Second, just as we once measured every foreign policy decision against the grand strategy of containment, we should now ensure that every foreign policy decision takes heed of the environment. But instead of thinking in grandiose terms, as policymakers looking for big wins are prone to do, we should commit ourselves to a program of incremental gains. Incorporating reasonable environmental standards into trade agreements, as was done in the North American Free Trade Agreement, greening aid packages, and pressuring the International Monetary Fund to follow the World Bank by developing serious environmental impact assessment procedures are examples of policies that will lay the groundwork for long-term success. They do not attract television cameras today, but they will attract historians tomorrow.
Finally, we have to encourage and support environmental initiatives undertaken by other states and nonstate actors. To this end, the United States should continue to support UN programs, facilitate the commercialization and transfer of green technologies, and ensure that environmental experts are included in international negotiations.
All of this, however, takes a back seat to the real problem that threatens us. The wealthiest portion of humankind is, on most issues, able to insulate itself from the adverse effects of many forms of environmental change and thus feels little incentive to modify its behavior. The poorest portion of humankind, its numbers swelling daily, is being ravaged by urban squalor, unsanitary water, malnutrition, and disease–it can do little but struggle to survive, even though this places tremendous stress on many ecological systems. In the big picture, environmentalists are probably correct in saying that everything is connected, but it may be decades before countries like the United States experience the full force of environmental change. And there is always the hope that before then human ingenuity will lead to the discovery of low-cost, high-impact solutions.
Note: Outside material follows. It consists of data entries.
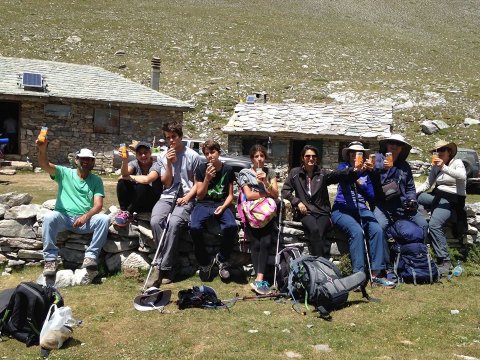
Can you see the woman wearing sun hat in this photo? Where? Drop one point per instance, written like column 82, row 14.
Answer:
column 350, row 214
column 447, row 198
column 403, row 203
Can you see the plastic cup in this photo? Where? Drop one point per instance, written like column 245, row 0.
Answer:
column 43, row 134
column 123, row 151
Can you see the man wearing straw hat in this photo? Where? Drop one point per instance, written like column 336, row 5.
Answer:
column 446, row 199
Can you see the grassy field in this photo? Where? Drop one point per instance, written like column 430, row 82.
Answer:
column 410, row 322
column 421, row 57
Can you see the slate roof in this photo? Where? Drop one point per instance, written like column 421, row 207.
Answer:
column 82, row 82
column 344, row 120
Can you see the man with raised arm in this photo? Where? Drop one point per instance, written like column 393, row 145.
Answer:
column 79, row 202
column 177, row 168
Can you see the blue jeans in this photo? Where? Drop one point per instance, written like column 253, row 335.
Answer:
column 201, row 213
column 56, row 222
column 347, row 221
column 440, row 215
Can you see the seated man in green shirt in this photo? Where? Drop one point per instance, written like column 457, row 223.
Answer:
column 79, row 202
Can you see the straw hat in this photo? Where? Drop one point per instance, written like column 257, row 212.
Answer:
column 152, row 299
column 451, row 145
column 396, row 137
column 354, row 146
Framing our choice in the context of the world our grandchildren will inherit might provide some basis for acting today, but this type of long-term thinking rarely influences the policy world. Attacking the global equity problem fueling many environmental problems through some major redistribution of wealth is politically unfeasible. The bottom line is that environmental rescue can only be a long, slow, incremental process–it will rarely win Nobel Peace prizes. Committing U.S. foreign policy to such a grinding process requires vision, leadership, and an enlightened understanding of what our long-term national interests are. Christopher’s speech represents a tentative step in this direction, but it is far too early to say that the baby is walking.